Newly Arrived

by wjw on July 4, 2019

IMG_5125_edited-1Come just in time for the Glorious Fourth was a box of the uncorrected proofs of Quillifer the Knight, which will be available in bookstores the first week in November, the date having been moved, apparently, from the first week in October.

All the better for the holidays!

Here’s the flap copy:

Rogue. Joker. Lover. Reluctant conspirator.

The bumptious, ambitious young Quillifer has been knighted for services to the crown, but was then banished from court by a queen who finds him obnoxious.  Now, after a two-year voyage to improve his fortunes, Quillifer returns to court and is plunged immediately into a maelstrom of intrigue that triggers duels, plots, amours, and rollicking adventure.   Bounding back and forth from the high councils of state to the warm bed of his mistress, Quillifer must exert every ounce of seductive charm and low cunning in order to survive.

Queen Berlauda’s foreign husband brings war in his wake, along with a clutch of officials who enforce the royal will with violence, torture, and judicial murder. A dragon menaces the realm, and political conspiracy threatens the life of Quillifer’s young patroness, Princess Floria. It’s the traditional job of a knight to fight dragons and rescue princesses, but Quillifer is hardly a traditional knight, and he brings to the job an array of unorthodox skills that dazzles his swarm of rivals, seduces their wives, and threatens to overset the realm.

But there’s a greater menace to Quillifer than deadly political intrigue, for once again he finds himself hunted by the cruel, beautiful, and vengeful goddess Orlanda.

“ . . . chockful of derring-do, blood and thunder, swashbuckling, and other good stuff evocative of Rafael Sabatini, Sir Walter Scott, and the penny-bloods: venomous and dangerous court politesse, reversals, betrayals, cowardice, heroism, illicit sex, allegorical theatrical productions, dangerous hunting expeditions, privateering and, at last, open warfare . . . it’s not precisely a tale of Swords and Sorcery. Rather, you might dub it Rogues and Rogering.” 

                                                            —Paul Di Filippo, on Quillifer

Phil Koop July 4, 2019 at 7:01 pm

Is it true that pre-orders help you in some way? Even if it’s just the e-book? Because, if so, then I will do so immediately.

Otherwise, I don’t see the point, really.

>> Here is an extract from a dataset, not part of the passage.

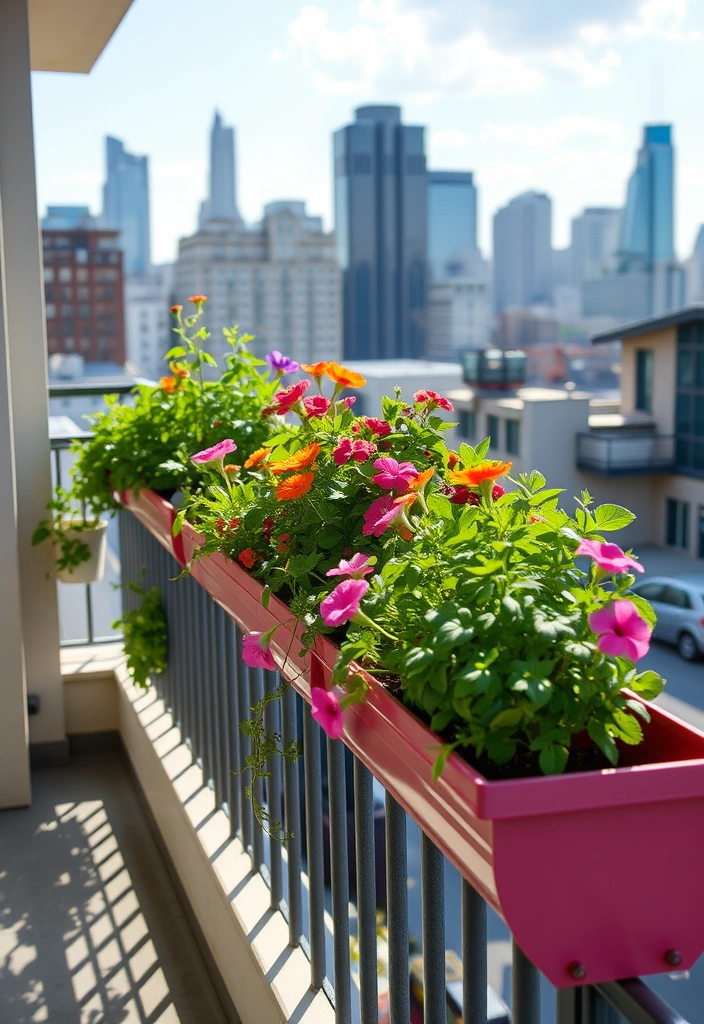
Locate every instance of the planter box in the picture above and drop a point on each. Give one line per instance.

wjw July 4, 2019 at 11:33 pm

I frankly don’t know whether pre-orders help, but they sure don’t hurt.

I suspect if a bookseller gets enough special orders for the hardback or paperback, they might order a few extra to go on the shelves.

Etaoin Shrdlu July 5, 2019 at 4:49 am

Just curious, why print a whole bunch of “advance uncorrected proofs – not for sale”? Surely they could do an electronic “print” to figure out where the typos are.

pixlaw July 5, 2019 at 10:37 am

Shrdlu –

It’s a promo item. They distribute them to booksellers and/or libraries (at times) to gin up interest in the forthcoming book. Some authors actually give out their ARCs via random drawings to (p)lucky readers who write in asking for them. Not that this is a hint or anything, Walter.

wjw July 5, 2019 at 5:31 pm

Uncorrected proofs are normally sent to reviewers well ahead of publication, so that the reviews can be in place when the book appears.